Каспер опускал глаза со скромным видом; он краснел и, по-видимому, упивался похвалами своего хозяина.
Мы сели, и я восхищался, как старый браконьер, который бывал некогда счастлив, когда мог приготовить себе сам картофельный суп в своей хижине, разыгрывал теперь роль важного барина. Будь он прирожденным графом Нидеком, он не мог бы держать себя за столом более благородным и достойным образом. По одному его взгляду Каспер подавал требуемое им блюдо или откупоривал нужную бутылку.
Мы только что собрались напасть на кабанью голову, когда явился Тоби. Но он был не один. К великому нашему удивлению, мы увидели за ним барона Циммер-Блудерика и его берейтора.
Мы встали. Молодой барон пошел навстречу нам, сняв шляпу. У него была красивая голова с бледным, гордым лицом, окаймленным длинными черными волосами. Он остановился перед Спервером.
— Сударь, — сказал он с чисто саксонским акцентом, неподражаемом ни на каком другом диалекте, — я обращаюсь к вашему знанию этой местности. Госпожа графиня Нидек уверила меня, что никто лучше вас не может дать мне сведений об этой горе.
— Я думаю, сударь, — ответил с поклоном Спервер. — Я к вашим услугам.

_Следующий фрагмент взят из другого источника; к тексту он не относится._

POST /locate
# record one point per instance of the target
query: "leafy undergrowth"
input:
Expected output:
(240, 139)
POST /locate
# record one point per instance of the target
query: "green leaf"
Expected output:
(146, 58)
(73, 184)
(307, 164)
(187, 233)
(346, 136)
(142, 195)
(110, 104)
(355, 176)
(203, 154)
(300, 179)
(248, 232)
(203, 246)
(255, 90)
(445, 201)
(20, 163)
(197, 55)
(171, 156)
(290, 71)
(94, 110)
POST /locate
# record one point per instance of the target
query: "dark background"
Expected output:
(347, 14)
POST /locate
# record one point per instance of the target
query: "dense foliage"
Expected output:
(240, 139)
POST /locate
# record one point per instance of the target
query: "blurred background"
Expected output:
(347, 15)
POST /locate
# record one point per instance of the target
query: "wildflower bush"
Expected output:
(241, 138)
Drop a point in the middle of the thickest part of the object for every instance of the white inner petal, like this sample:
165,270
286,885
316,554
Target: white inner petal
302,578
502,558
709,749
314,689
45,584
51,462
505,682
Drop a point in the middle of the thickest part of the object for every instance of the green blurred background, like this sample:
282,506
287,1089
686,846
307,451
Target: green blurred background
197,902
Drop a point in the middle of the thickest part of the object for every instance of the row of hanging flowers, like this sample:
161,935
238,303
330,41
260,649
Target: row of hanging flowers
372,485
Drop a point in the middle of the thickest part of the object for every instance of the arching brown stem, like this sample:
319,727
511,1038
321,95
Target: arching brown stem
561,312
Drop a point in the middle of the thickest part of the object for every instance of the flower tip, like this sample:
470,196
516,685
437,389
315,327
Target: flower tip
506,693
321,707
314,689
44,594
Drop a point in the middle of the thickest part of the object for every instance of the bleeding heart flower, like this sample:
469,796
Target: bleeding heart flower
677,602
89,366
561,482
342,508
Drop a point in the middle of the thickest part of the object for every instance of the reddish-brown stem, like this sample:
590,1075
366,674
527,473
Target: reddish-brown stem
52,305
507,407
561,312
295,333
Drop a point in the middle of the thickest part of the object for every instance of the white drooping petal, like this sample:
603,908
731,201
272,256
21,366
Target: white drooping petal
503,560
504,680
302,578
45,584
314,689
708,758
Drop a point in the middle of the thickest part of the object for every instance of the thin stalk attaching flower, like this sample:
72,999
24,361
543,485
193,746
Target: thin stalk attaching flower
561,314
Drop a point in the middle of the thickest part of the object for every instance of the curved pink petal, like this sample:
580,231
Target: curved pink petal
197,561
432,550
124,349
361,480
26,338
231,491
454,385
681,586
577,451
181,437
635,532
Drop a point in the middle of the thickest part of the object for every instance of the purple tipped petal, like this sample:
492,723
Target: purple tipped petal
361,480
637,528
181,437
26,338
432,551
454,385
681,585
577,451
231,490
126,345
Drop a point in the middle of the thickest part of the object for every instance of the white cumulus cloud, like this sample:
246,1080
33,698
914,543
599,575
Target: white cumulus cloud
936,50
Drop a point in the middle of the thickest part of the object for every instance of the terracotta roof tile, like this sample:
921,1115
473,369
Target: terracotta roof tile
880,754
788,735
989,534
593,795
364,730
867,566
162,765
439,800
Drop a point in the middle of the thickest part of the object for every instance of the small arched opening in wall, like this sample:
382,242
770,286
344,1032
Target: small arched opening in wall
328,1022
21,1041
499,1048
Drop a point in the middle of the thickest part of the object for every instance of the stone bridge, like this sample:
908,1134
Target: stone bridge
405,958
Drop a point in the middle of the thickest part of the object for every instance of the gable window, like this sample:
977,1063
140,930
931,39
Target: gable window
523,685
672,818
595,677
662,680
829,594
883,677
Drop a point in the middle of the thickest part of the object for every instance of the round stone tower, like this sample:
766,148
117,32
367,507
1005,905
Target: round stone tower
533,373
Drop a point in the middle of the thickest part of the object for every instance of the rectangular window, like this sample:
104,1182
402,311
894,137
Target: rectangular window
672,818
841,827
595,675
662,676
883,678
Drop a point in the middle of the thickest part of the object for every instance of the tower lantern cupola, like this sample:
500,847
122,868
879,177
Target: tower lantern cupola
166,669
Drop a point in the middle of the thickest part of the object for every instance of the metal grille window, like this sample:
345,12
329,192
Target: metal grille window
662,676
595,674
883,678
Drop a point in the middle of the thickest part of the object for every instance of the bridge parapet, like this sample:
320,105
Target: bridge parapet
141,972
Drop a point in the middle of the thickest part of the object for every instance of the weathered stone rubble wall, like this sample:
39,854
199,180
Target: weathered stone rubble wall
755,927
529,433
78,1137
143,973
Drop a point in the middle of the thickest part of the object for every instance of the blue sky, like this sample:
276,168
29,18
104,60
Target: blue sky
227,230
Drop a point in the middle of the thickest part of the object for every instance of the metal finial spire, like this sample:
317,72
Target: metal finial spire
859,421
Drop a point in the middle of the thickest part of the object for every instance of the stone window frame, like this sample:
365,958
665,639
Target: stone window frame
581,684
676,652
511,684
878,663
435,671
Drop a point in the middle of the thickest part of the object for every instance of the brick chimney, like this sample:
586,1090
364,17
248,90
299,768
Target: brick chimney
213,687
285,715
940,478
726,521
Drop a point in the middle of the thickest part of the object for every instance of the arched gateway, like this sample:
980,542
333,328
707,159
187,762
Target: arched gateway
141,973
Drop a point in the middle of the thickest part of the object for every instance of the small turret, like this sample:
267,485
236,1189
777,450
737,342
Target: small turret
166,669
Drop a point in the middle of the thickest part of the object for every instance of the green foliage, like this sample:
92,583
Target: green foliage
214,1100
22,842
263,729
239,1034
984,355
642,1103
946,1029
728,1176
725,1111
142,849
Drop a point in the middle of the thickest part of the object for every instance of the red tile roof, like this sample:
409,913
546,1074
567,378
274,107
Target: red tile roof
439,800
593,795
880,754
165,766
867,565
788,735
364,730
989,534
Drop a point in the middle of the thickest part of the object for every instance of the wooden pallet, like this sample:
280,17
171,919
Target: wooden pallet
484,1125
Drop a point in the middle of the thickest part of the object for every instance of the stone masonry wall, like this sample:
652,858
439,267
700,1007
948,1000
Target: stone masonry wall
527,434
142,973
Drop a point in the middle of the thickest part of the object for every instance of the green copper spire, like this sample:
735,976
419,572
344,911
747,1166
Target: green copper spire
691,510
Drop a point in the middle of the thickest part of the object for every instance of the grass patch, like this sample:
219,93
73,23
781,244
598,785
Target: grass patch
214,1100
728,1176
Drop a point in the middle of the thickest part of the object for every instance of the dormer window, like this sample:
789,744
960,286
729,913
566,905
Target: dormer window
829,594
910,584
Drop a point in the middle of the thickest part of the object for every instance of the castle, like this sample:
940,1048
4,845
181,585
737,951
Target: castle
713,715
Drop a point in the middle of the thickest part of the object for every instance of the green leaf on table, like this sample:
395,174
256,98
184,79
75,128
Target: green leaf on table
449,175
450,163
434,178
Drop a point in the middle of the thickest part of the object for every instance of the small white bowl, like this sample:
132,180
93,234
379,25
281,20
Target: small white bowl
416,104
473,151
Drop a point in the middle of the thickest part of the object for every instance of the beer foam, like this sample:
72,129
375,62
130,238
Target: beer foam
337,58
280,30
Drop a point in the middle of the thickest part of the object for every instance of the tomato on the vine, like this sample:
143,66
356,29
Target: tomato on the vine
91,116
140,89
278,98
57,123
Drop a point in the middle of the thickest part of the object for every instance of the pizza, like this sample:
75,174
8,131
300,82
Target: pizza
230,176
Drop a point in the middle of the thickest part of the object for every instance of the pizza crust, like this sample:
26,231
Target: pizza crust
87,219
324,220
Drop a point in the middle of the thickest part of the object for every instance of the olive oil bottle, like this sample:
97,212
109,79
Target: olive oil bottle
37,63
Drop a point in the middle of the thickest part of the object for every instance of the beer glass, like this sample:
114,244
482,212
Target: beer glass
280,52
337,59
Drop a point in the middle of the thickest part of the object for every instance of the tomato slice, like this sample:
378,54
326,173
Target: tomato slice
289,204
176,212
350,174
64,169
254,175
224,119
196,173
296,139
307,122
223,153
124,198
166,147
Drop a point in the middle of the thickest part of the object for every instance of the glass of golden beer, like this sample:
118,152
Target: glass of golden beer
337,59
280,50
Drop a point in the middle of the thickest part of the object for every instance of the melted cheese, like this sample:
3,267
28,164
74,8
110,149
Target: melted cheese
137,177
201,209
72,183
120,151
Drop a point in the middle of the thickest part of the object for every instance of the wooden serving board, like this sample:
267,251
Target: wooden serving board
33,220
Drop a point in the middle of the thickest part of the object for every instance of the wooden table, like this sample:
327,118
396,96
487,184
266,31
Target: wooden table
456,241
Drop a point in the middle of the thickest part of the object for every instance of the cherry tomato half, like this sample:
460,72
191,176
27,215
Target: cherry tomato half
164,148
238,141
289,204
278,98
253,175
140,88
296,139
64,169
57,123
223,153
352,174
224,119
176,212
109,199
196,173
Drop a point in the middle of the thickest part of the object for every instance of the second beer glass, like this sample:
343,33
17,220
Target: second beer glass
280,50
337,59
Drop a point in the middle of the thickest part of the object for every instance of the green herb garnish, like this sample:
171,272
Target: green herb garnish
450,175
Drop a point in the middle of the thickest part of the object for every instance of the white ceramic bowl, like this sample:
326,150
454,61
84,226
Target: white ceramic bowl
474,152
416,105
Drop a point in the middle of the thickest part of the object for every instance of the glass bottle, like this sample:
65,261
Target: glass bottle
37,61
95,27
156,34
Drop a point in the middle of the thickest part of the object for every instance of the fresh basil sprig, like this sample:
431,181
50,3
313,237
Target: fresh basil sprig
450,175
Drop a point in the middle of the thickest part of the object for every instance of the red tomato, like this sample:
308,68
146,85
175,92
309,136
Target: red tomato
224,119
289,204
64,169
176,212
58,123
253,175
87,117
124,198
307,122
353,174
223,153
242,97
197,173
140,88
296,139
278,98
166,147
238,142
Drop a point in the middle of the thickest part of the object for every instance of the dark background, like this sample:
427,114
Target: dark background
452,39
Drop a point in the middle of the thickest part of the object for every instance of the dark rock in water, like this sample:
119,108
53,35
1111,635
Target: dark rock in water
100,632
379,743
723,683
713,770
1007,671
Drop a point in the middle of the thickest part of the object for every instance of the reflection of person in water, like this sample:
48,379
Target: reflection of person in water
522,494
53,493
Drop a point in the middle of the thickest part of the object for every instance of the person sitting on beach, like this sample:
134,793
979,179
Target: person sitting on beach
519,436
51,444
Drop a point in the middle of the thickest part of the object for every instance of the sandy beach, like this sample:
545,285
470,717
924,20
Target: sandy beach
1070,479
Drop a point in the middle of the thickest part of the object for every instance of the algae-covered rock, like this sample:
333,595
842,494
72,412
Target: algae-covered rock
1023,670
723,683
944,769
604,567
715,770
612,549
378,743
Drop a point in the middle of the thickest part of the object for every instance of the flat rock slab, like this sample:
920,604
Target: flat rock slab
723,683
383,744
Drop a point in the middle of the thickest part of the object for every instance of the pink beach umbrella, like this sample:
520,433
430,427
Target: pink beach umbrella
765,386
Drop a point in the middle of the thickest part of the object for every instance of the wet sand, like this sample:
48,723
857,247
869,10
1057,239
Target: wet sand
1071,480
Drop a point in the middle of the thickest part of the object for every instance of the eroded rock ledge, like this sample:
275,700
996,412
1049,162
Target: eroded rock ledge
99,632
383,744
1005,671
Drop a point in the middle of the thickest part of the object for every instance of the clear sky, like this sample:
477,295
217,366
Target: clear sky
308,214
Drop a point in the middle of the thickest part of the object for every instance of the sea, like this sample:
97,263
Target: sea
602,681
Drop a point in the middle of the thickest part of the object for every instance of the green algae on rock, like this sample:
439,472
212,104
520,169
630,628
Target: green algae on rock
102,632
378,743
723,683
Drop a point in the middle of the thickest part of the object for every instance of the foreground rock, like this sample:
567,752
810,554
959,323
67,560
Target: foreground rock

— Важные обстоятельства заставляют меня отправиться, несмотря на бурю, — ответил барон, указывая на занесенные снегом окна. — Мне хотелось бы добраться до Вальдгорна, который находится в шести милях отсюда.
— Это будет трудно, милостивый государь, все дороги занесены снегом.
— Я знаю… но так нужно.
— Вам необходим проводник: если желаете, пойду я или Себальт Крафт, здешний главный ловчий; он отлично знает гору.
— Благодарю вас за предложение, сударь, но я не могу принять его. Мне достаточно будет указаний.
Спервер поклонился, подошел к одному из окон и распахнул его. Сильный порыв ветра донес снег до коридора и захлопнул дверь.
Я оставался на своем месте у кресла, положив руку на его спинку; маленький Каспер спрятался в угол. Барон и его берейтор приблизились к окну.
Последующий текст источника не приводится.